According to the files, BPD’s Internal Affairs investigated Rayam for the roadside robbery of Baltimore resident Gary Brown in 2009. Although the detective was caught in a series of lies, Rayam was eventually cleared of wrongdoing by a panel of his own officers. He returned to the streets for another nine years before the FBI caught up with him.

“It’s like getting caught tiptoeing out of the window with the mask and the bag with the dollar sign on it out of the crime scene, and that’s still not enough. Then, what is? You know what, getting indicted by the feds. That is. That’s the only stopgap, is to be so notorious that the actual US Attorney’s Office has to come in and indict you off the street,” Insley said.

‘A culture of corruption that has been allowed to exist’

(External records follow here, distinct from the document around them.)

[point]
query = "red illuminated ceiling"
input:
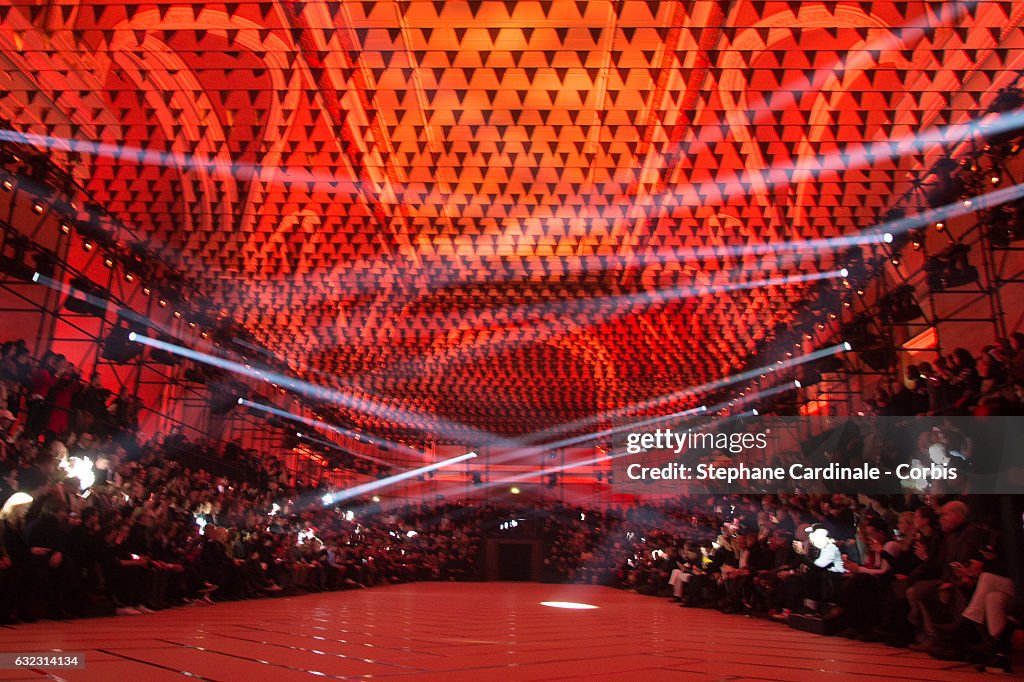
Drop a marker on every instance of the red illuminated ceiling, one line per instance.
(458, 208)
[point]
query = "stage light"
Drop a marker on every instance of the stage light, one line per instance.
(81, 468)
(950, 268)
(567, 604)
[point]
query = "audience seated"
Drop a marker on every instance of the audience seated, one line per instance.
(172, 522)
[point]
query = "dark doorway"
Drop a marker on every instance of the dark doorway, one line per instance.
(515, 561)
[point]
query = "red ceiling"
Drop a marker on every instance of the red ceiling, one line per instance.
(458, 207)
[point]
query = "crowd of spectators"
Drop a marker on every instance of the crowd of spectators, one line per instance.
(925, 571)
(958, 383)
(171, 522)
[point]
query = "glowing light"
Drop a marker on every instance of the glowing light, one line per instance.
(567, 604)
(81, 468)
(15, 500)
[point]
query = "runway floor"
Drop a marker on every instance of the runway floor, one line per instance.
(452, 632)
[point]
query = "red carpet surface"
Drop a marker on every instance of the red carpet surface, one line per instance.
(444, 631)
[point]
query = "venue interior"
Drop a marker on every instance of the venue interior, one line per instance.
(381, 338)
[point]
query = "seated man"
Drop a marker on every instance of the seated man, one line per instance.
(936, 605)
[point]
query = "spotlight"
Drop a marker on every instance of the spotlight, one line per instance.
(950, 268)
(899, 306)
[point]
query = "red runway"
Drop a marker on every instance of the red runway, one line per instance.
(443, 631)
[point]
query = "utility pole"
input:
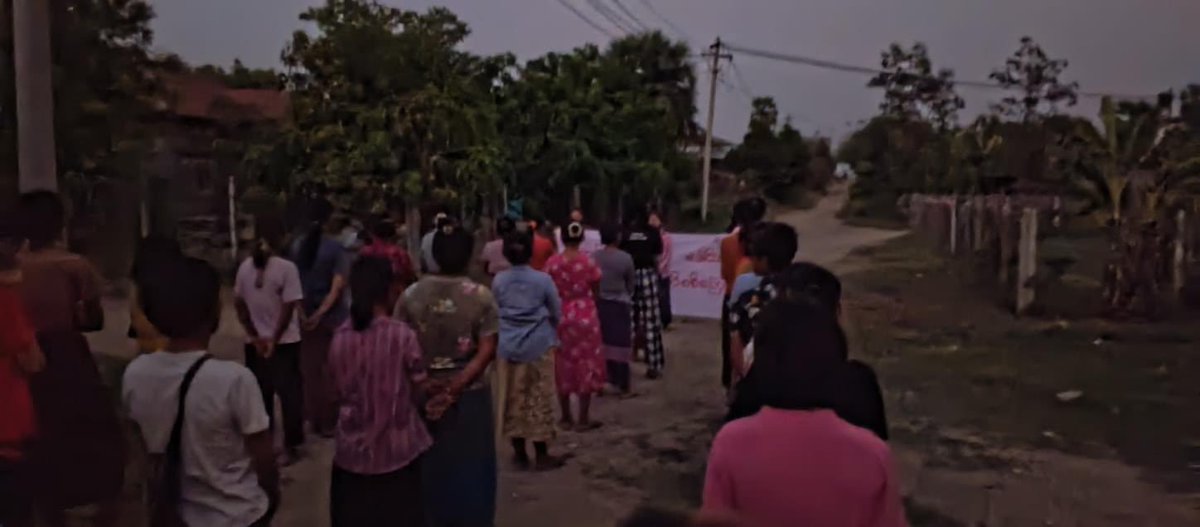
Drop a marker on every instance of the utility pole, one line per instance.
(714, 67)
(35, 96)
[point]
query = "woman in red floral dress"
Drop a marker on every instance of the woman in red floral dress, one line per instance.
(580, 363)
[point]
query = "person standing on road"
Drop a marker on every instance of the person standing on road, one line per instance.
(202, 420)
(79, 455)
(529, 313)
(154, 251)
(774, 249)
(323, 267)
(645, 245)
(19, 359)
(664, 270)
(376, 365)
(429, 263)
(456, 323)
(747, 213)
(615, 307)
(383, 245)
(492, 256)
(581, 365)
(861, 399)
(796, 462)
(267, 295)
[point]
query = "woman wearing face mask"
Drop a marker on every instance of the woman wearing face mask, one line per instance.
(267, 294)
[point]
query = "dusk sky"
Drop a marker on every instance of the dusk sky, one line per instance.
(1115, 46)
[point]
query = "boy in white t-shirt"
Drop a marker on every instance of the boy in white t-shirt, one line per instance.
(227, 466)
(267, 293)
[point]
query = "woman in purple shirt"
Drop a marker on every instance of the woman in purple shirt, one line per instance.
(796, 462)
(376, 366)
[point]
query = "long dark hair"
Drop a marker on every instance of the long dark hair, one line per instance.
(370, 287)
(799, 355)
(318, 215)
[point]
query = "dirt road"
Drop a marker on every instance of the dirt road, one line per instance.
(651, 448)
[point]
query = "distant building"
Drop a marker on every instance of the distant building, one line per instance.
(202, 126)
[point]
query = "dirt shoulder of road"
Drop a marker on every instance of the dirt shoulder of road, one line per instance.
(999, 420)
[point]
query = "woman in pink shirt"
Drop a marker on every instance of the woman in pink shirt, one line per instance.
(376, 366)
(796, 462)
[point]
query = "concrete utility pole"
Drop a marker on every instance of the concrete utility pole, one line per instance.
(35, 96)
(714, 66)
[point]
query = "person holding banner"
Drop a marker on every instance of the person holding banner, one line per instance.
(664, 271)
(645, 245)
(747, 214)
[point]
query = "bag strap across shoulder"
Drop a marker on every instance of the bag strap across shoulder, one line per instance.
(174, 448)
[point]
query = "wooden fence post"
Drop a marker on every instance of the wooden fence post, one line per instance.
(1027, 258)
(978, 215)
(954, 225)
(1177, 258)
(1005, 232)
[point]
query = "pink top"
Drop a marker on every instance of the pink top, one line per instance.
(375, 373)
(785, 468)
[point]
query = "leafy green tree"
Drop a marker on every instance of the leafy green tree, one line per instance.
(1033, 78)
(772, 157)
(912, 90)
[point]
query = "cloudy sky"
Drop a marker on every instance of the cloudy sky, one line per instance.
(1114, 46)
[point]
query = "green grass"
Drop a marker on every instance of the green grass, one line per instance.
(949, 357)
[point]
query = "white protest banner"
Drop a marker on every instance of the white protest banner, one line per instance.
(591, 241)
(696, 286)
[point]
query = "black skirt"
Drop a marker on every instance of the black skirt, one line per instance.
(379, 499)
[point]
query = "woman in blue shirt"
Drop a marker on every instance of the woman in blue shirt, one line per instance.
(529, 315)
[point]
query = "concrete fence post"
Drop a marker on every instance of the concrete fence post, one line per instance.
(1177, 258)
(1027, 261)
(954, 225)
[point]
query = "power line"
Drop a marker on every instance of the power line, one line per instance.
(585, 18)
(631, 16)
(611, 16)
(742, 81)
(871, 71)
(666, 21)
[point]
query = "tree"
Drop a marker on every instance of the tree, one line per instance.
(1141, 163)
(240, 77)
(1033, 77)
(772, 157)
(911, 89)
(606, 121)
(413, 119)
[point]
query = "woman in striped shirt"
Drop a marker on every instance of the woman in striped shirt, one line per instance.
(376, 365)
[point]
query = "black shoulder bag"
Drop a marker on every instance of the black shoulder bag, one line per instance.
(166, 486)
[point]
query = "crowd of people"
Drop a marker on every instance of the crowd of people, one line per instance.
(414, 367)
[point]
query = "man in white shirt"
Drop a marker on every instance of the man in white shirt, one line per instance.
(227, 465)
(267, 291)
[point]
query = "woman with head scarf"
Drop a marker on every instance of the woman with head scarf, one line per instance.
(796, 461)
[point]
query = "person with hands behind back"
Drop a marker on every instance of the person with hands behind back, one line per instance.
(267, 291)
(456, 323)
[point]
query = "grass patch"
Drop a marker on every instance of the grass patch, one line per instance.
(948, 354)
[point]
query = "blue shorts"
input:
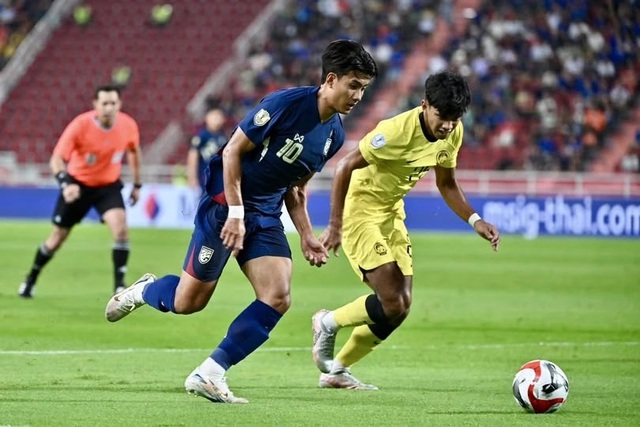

The scandal threatens to undermine reform efforts and a federal investigation into the death of 25-year-old Freddie Gray, who died while in police custody in 2015, setting off mass protests and exposing the deep divisions between Baltimore’s police department and the community.

“Officers are actually public servants, they have the public trust, and they are there to protect and serve the public,” said Jill Carter, a Maryland state senator who is also a leader in legislative efforts to create more transparency and oversight of Baltimore’s Internal Affairs division.

“And so, when they violate the public or are accused of violating the public, it’s something the public should know,” she told Al Jazeera.

After the 2015 protests, the Department of Justice began a civil rights investigation into policing in Baltimore. They found that police routinely violated people’s rights, adding that BPD’s Internal Affairs had enabled those abuses.

Senator Carter added that the impunity reaches far beyond the Baltimore police. 

“This is not something that just exists here in Baltimore, but this whole giving additional or extra deference to law enforcement, treating law enforcement as if they are above the law, above the people – it’s a culture, it’s a mentality,” Carter told Al Jazeera.

“This is not just a matter of a few bad apples. This is a culture of corruption that has been allowed to exist.”